The present invention relates to a patch generation method, a patch generation apparatus, and a program.
In software development, the same editing is often performed on a plurality of locations in a program. A program rewriting tool typified by a patch enables automatic rewriting for a plurality of locations in such a program.
When the program rewriting tool receives, as inputs, a rewrite target program and a script that defines content of editing and characterization of lines, commands, and expressions in the program to which the editing is to be applied, the program rewriting tool applies the editing content defined in the script to a location in the rewrite target program matching the characterization defined in the script. For example, a script in the case of a patch is given in a diff format. In this case, the editing content is defined by specification of deletion/addition in units of lines, and a location to which editing is applied is characterized by specification of a character string. The editing is applied to a line matching the specified character string among the lines in the rewrite target program.
The patch is widely used not only for programs but also for rewriting general text files because characterization of a location to which editing of the editing content is applied can be defined by an intuitive description in a diff format. However, specification of editing content is limited to the line unit, and characterization of an application location is limited to matching with a specific character string. These restrictions may be particularly a restriction in by using the patch to rewrite a program. For example, a location to which rewriting is applied needs to exactly match a specified character string, and in a case where only a variable name is different from the character string even in the same command, rewriting is not applied. In a method based on the entire list, it is possible to write definitions corresponding to all patterns of variable names that may exist in a diff format, but it is not a realistic method.
From the above, there is a need for a program rewriting tool that enables specification of a more flexible and powerful editing content and characterization of an application location than a patch while also achieving intuitive descriptive properties.

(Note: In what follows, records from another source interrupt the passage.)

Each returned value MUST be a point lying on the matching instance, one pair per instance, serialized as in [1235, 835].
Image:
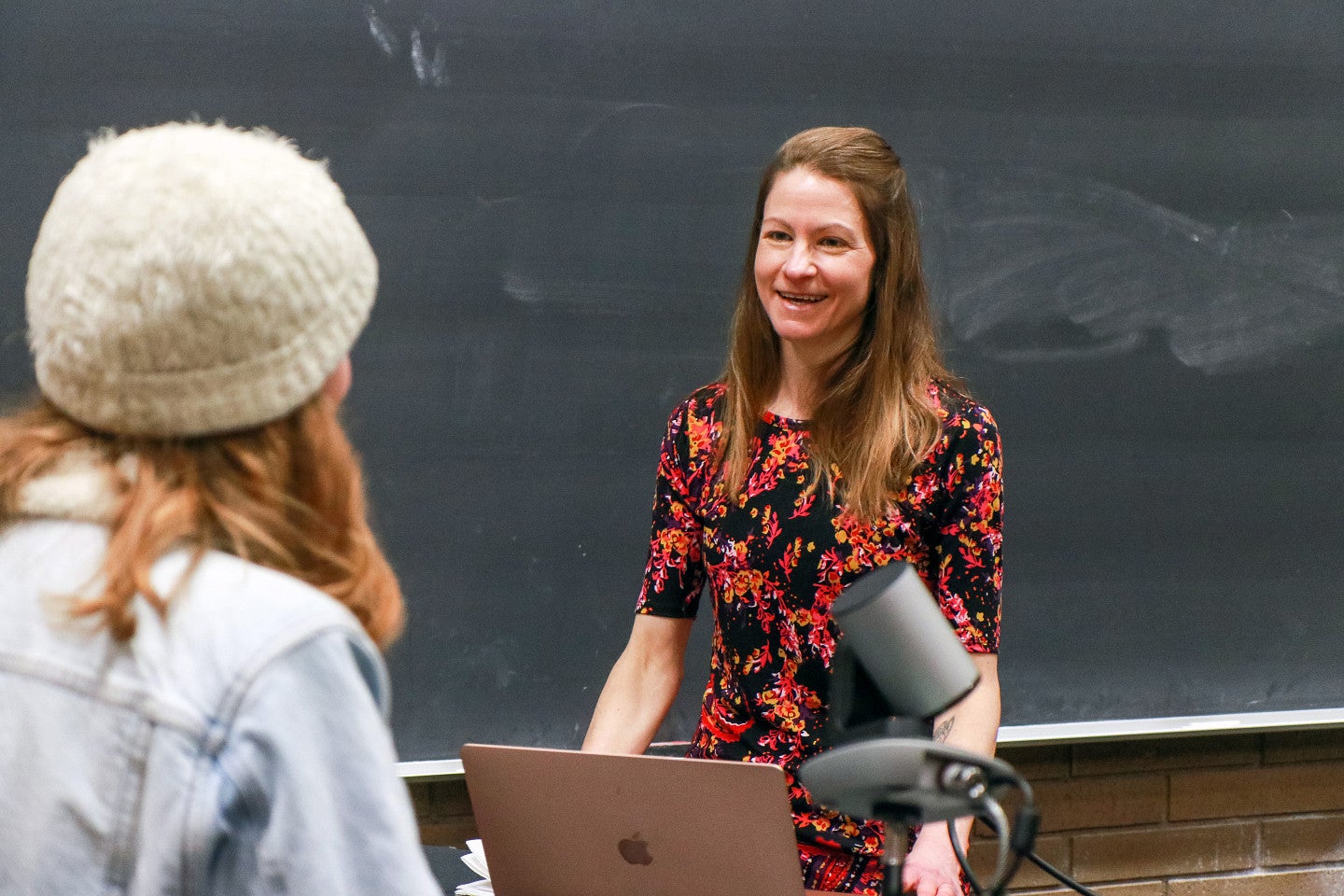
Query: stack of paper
[475, 859]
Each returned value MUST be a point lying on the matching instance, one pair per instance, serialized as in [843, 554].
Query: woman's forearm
[640, 688]
[971, 724]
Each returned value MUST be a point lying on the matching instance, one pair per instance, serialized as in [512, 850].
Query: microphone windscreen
[903, 641]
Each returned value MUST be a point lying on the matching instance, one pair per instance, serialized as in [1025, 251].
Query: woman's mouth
[801, 299]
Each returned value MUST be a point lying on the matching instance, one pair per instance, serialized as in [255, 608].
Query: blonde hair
[287, 496]
[873, 422]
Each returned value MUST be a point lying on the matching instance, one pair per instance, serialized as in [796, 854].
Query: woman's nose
[799, 263]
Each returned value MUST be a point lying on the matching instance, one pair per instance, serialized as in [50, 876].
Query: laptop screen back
[558, 822]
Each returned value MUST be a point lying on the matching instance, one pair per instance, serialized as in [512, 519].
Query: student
[191, 692]
[834, 442]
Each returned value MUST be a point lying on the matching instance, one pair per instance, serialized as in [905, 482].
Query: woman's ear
[338, 385]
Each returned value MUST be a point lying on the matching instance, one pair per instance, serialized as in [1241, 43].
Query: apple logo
[635, 850]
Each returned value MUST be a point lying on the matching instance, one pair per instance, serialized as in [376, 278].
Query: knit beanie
[194, 278]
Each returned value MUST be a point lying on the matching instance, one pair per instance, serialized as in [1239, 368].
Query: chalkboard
[1133, 219]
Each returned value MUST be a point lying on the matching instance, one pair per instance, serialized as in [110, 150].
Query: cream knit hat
[194, 278]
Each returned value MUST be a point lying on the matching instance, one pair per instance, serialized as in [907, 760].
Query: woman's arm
[641, 685]
[931, 867]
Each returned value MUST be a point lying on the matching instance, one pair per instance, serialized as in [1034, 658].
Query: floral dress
[778, 556]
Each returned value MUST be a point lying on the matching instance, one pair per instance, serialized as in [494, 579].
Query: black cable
[1058, 875]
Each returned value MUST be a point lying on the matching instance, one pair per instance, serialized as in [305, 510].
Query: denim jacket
[238, 746]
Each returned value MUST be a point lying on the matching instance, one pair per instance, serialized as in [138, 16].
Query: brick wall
[1200, 816]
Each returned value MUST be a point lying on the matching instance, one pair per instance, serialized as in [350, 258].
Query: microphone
[898, 654]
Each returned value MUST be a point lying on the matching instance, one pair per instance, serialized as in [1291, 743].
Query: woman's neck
[800, 385]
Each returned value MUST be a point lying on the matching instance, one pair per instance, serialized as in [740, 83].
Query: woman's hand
[931, 872]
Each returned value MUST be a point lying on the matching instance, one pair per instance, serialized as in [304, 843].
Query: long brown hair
[873, 422]
[287, 495]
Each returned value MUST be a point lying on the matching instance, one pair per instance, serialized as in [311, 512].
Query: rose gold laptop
[556, 822]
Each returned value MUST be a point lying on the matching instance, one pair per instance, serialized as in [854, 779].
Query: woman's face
[813, 265]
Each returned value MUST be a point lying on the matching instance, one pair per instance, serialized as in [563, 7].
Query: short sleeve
[969, 535]
[307, 791]
[675, 572]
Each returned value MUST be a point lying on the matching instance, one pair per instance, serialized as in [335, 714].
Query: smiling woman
[813, 269]
[836, 442]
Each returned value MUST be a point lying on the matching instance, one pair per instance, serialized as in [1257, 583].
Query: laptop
[556, 822]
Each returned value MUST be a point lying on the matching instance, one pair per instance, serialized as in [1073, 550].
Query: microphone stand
[895, 773]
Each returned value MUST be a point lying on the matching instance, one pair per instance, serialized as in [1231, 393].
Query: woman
[191, 699]
[836, 442]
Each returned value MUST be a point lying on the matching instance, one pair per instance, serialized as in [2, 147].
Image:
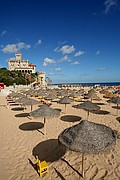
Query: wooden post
[83, 165]
[44, 126]
[87, 115]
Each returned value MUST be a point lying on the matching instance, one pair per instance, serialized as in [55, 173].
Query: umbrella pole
[31, 107]
[83, 165]
[117, 109]
[87, 115]
[65, 108]
[44, 126]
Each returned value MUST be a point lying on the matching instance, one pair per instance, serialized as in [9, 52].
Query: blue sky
[71, 40]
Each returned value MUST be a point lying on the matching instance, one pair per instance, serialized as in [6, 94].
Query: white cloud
[102, 69]
[110, 4]
[79, 53]
[3, 33]
[14, 48]
[58, 69]
[39, 42]
[48, 61]
[98, 52]
[65, 58]
[75, 62]
[66, 49]
[52, 73]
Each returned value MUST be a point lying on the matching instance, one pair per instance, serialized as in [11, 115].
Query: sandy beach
[19, 144]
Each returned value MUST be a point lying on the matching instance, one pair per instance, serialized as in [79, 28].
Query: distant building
[41, 79]
[18, 64]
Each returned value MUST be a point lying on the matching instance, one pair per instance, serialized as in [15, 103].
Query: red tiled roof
[31, 64]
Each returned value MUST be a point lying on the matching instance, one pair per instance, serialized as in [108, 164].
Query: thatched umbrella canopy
[88, 106]
[17, 95]
[65, 100]
[27, 101]
[62, 93]
[45, 111]
[88, 137]
[93, 96]
[31, 126]
[115, 100]
[50, 97]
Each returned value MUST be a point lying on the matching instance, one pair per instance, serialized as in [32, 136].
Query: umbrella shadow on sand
[31, 126]
[100, 112]
[22, 115]
[70, 118]
[18, 109]
[49, 150]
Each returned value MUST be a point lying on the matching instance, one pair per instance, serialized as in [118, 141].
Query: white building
[41, 79]
[18, 64]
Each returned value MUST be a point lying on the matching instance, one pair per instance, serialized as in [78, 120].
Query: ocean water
[93, 84]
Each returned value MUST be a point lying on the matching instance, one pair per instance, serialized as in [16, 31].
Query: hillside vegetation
[11, 77]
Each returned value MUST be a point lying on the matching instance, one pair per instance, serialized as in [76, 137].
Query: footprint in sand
[91, 173]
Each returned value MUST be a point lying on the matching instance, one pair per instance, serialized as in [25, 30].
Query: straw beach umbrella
[65, 100]
[88, 137]
[115, 100]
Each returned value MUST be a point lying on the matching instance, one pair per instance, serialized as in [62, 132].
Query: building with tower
[18, 64]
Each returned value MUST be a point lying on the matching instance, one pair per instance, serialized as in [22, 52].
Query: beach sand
[19, 144]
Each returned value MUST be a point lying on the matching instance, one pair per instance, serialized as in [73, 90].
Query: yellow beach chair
[42, 166]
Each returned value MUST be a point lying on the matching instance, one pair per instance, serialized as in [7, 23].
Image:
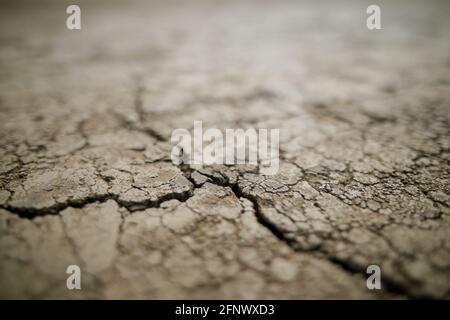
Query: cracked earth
[85, 171]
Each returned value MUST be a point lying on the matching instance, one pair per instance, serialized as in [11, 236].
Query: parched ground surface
[86, 179]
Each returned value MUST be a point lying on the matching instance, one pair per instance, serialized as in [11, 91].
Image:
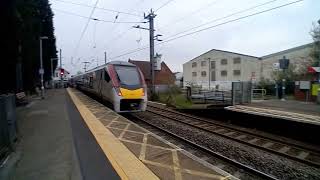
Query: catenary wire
[95, 19]
[100, 8]
[85, 28]
[211, 27]
[163, 5]
[224, 17]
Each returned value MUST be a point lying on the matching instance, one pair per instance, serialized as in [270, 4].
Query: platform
[129, 146]
[276, 113]
[54, 143]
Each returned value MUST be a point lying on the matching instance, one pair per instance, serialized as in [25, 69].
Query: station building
[217, 69]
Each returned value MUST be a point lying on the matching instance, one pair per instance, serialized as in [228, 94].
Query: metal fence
[211, 96]
[8, 123]
[241, 92]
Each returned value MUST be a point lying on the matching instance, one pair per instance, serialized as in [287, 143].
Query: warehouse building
[217, 69]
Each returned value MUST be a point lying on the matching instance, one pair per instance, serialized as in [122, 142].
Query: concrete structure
[56, 79]
[162, 78]
[298, 56]
[179, 79]
[217, 69]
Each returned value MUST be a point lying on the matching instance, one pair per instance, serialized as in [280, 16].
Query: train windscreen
[128, 75]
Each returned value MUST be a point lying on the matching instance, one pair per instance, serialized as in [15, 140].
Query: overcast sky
[258, 35]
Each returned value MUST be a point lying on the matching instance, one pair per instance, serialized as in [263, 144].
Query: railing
[259, 93]
[209, 96]
[8, 125]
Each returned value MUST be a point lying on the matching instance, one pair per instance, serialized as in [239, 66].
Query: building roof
[226, 52]
[58, 69]
[288, 50]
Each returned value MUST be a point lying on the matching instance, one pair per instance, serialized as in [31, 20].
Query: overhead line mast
[152, 37]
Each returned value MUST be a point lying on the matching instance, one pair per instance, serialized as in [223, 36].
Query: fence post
[233, 94]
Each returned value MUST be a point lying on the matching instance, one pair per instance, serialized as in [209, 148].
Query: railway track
[289, 150]
[235, 163]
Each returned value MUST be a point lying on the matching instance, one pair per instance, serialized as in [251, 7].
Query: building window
[224, 61]
[236, 72]
[213, 75]
[213, 64]
[237, 60]
[224, 73]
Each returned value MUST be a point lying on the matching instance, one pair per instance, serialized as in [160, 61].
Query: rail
[227, 132]
[207, 150]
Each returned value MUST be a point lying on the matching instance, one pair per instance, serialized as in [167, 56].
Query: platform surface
[162, 158]
[282, 110]
[55, 143]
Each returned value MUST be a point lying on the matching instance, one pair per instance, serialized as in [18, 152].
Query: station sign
[313, 69]
[41, 71]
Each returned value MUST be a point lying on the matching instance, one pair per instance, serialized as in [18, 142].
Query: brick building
[163, 78]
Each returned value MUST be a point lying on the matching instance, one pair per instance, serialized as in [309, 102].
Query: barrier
[8, 123]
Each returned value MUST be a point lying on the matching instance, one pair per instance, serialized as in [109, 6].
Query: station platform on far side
[291, 110]
[68, 135]
[137, 152]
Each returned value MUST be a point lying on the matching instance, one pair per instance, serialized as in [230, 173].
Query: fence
[8, 125]
[211, 96]
[241, 92]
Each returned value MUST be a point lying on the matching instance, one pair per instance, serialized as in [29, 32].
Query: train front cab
[129, 88]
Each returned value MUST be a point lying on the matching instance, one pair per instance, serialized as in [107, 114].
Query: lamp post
[52, 72]
[41, 71]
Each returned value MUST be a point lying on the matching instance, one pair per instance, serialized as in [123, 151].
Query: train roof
[105, 65]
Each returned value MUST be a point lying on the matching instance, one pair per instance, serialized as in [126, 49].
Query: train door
[107, 86]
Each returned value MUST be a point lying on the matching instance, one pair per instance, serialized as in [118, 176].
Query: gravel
[275, 165]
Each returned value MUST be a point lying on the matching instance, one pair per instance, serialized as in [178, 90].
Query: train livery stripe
[127, 165]
[132, 94]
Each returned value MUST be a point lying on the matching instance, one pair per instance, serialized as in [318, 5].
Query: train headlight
[118, 91]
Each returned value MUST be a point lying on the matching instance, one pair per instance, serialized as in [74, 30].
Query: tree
[25, 22]
[315, 53]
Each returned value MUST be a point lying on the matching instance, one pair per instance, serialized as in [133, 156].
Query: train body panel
[120, 83]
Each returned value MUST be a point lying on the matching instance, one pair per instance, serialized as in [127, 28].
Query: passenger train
[118, 82]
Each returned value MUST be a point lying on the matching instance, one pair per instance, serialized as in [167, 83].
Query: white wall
[299, 56]
[248, 65]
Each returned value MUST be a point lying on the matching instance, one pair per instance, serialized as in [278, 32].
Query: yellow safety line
[126, 164]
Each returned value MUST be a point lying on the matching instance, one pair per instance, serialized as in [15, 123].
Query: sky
[83, 39]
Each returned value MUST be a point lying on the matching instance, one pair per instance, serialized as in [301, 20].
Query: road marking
[176, 165]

In order to enable specification of flexible and powerful editing content and characterization of an editing application location in rewriting of a program, a method of matching a code piece in a rewrite target program and an editing application location with each other after returning to a model check problem regarding a control flow of the rewrite target program has been proposed (Non Patent Literature 1).
Coccinelle is a well-known program rewriting tool based on this technology. Specifically, there are Coccinelle (Non Patent Literature 4) for rewriting the C program and Coccinelle 4J (Non Patent Literature 3) for rewriting the Java (registered trademark) program. Hereinafter, these will be collectively referred to as Coccinelle.
Coccinelle is a popular program rewriting tool and is often used by developers of the Linux (registered trademark) kernel driver and developers of some other famous applications (for example, Wine (https://wiki.winehq.org/Static_Analysis#Coccinelle) or Zephyr (https://docs.zephyrproject.org/latest/guides/coccinelle.html)). Hereinafter, Coccinelle will be described as a representative tool of the program rewriting tool based on the technique in Non Patent Literature 1.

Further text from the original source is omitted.